There are flowers everywhere. Their smell perfumes the air. I don’t like it. Cloying – a cloying stench. Oh, that word! Onomatopoeic, almost. I have to stop myself from saying it out loud. Cloying. Cloying. It sounds like clawing. Like how the flowers’ odours are clawing their way up the inside of my nose like tiny mountaineers armed with pickaxes. I have to keep covering my face with a handkerchief to block them out. I try to make it seem flirtatious and coy, but it’s hard to look coquettish with a white napkin pressed desperately against your face. The flowers seem to keep multiplying – festoons growing upwards, snaking around the banisters and door frames, coiling around the cornices, dropping on vines from balconies. Flowers with enormous heads and long limbs explode from pedestals placed in every corner and somehow the arrangements remind me of lions’ mouths, gaping mid-roar, wanting to swallow me up. Who brought all these flowers? Where did they come from?
Music is playing – two guitars, Spanish-style, one of them playing bordones, the other strumming out a waltz, and a deep, contralto voice singing about a memory of jasmines and roses in the hair of a beautiful woman. No more flowers, please. And a river – laughing under a whispering bridge. Something like that. But then the music changes. From room to room, it switches. Now a psychedelic chicha with pan pipes and synthesisers, wah-wahs on the electric guitar, bongos and a crybaby pedal. And there are hippies: daisies in long hair, baggy clothes, staggering in a ring, brincando to the huayno beat. In the next room: opera. A soprano, haunting, wailing like an attention-seeking ghost. I know the song. Oh, yes, I know that shrieking well. Delibes’s Lakmé. A song about bells. Or flowers. Or bells and flowers. Something like that, anyway. Jasmines and roses again. Why is it always jasmines and roses?
Oú va la jeune Hindoue, fille des parias?

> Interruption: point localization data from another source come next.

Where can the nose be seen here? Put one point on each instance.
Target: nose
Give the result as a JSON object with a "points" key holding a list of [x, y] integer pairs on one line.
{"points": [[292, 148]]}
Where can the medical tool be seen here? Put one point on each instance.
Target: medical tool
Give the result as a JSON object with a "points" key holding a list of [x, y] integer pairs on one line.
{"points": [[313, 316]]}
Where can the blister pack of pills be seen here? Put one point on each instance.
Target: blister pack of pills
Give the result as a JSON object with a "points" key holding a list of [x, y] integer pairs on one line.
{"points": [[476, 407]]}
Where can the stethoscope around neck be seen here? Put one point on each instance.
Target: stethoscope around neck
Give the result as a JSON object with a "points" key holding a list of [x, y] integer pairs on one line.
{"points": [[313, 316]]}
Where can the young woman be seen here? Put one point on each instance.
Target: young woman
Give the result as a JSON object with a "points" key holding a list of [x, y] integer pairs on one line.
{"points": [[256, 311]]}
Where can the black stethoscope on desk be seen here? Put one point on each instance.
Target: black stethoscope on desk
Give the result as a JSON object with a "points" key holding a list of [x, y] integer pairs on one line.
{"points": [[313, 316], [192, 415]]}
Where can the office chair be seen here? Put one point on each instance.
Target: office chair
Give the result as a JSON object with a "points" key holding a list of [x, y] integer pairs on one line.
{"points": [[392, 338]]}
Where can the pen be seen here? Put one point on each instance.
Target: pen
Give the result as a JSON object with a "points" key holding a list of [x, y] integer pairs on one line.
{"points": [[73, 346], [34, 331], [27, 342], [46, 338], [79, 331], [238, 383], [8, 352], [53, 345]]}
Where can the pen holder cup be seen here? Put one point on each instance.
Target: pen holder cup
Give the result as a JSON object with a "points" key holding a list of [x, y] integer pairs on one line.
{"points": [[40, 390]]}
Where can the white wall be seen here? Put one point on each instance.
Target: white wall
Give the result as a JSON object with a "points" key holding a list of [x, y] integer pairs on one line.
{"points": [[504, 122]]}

Here she comes! Here comes la novia!
Qué bella está.
They contemplate me, all these people (most of them I don’t even recognise) with drooping, tender eyes. Melting eyes. No, not melting – crying. I know what they’re all thinking. They’re thinking She’s done it. They’re thinking how I’ve proved them all wrong. How I was going to be left on the shelf (on the shelf? Like an old tin of anchovies?) but then, when everyone had given up on me, I pulled it out of the bag. A rabbit from a top hat. Now here I am getting married, having a baby, and it’s all going to be fine. They used to ask me all the time, Do you have a boyfriend? Do you have a boyfriend? ¿Ya? ¿Por fin? And now I do, and I’m walking down the aisle in a long white gown (lace, sweetheart neckline) smiling and waving to all the guests and the choir are singing,
Arroz con leche,
me quiero casar
con una señorita
de la capital.
I will admit it is not the entrance music I would have chosen, but here we are, all these people in out-of-date fashions, all these ghosts, and me walking down the aisle to nasal voices singing: Rice pudding, rice pudding, I want to marry a girl from the capital. Que sepa coser, que sepa bordar, que sepa abrir la puerta para ir a bailar. But isn’t it tragic that marriage should have to be the happy ending, that the story always ends with a marriage and a kiss and then…then nothing more. We will live happily ever after until death do us part, forever and ever, amen. Except that death does not make people part. If anything, death makes them linger. I’ve never found the living to be very reliable, but the dead are always there when I need them and more often when I don’t.